Unable to get mid-epoch resumption working

Open JLenzy opened this issue 11 months ago • 0 comments

I am using the Streaming in conjunction with pytorch lightning, but loading my dataloaders (including state resumption) separate of the pl logic.

Within my pl.Trainer I have the following to include the training dataloader state dict in the checkpoint:

  def on_save_checkpoint(self, checkpoint):
      dataloader = self.trainer.train_dataloader
      if isinstance(dataloader, list):
          dataloader = dataloader[0]
      checkpoint['dataloader_state'] = dataloader.state_dict()
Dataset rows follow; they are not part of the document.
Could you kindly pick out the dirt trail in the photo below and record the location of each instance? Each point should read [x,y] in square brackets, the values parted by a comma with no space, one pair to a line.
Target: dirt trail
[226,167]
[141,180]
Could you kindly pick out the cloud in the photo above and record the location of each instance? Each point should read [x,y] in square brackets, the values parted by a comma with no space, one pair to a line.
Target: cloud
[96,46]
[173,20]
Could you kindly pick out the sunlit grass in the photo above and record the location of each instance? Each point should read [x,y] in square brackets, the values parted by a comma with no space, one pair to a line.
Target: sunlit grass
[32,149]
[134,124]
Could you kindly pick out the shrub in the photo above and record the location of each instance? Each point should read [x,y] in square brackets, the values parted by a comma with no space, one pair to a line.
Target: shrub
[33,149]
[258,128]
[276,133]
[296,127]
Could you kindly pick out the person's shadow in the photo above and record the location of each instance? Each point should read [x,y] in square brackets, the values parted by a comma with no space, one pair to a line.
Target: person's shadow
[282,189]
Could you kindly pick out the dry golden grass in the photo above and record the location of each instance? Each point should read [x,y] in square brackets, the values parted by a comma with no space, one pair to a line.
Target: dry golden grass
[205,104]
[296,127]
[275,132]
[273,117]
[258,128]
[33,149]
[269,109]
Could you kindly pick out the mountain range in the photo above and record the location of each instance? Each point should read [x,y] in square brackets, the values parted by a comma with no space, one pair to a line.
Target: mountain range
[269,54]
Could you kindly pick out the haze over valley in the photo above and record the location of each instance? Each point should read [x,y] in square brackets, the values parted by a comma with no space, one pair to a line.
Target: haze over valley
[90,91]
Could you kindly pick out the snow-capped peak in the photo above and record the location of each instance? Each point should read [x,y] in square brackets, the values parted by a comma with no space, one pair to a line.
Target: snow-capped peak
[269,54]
And then in my dataset class, I implement the logic to load this checkpoint, and specifically get the dataloader state (if resuming). As an example, this is the dict I extract:

self.dataloader_state = {
'epoch': 0, 
'initial_physical_nodes': 1, 
'num_canonical_nodes': 1, 
'sample_in_epoch': 100, 
'shuffle_seed': 9176
}

This is from a checkpoint saved at step 25 w/ a batch size of 4; so far so good. Now I load my dataset + dataloader (same as before), and instantiate from the state dict:

train_dataloader.load_state_dict(self.dataloader_state)

And for debugging purposes:

        for i, batch in enumerate(train_dataloader):
            print(i)

And the prints start from 0. If I understand correctly, with resumption this should not be the case, right? I ask because when involved in my actual pl lightning code, it does not seem to be resuming from the correct step either.

Feb 25 '25 20:02 JLenzy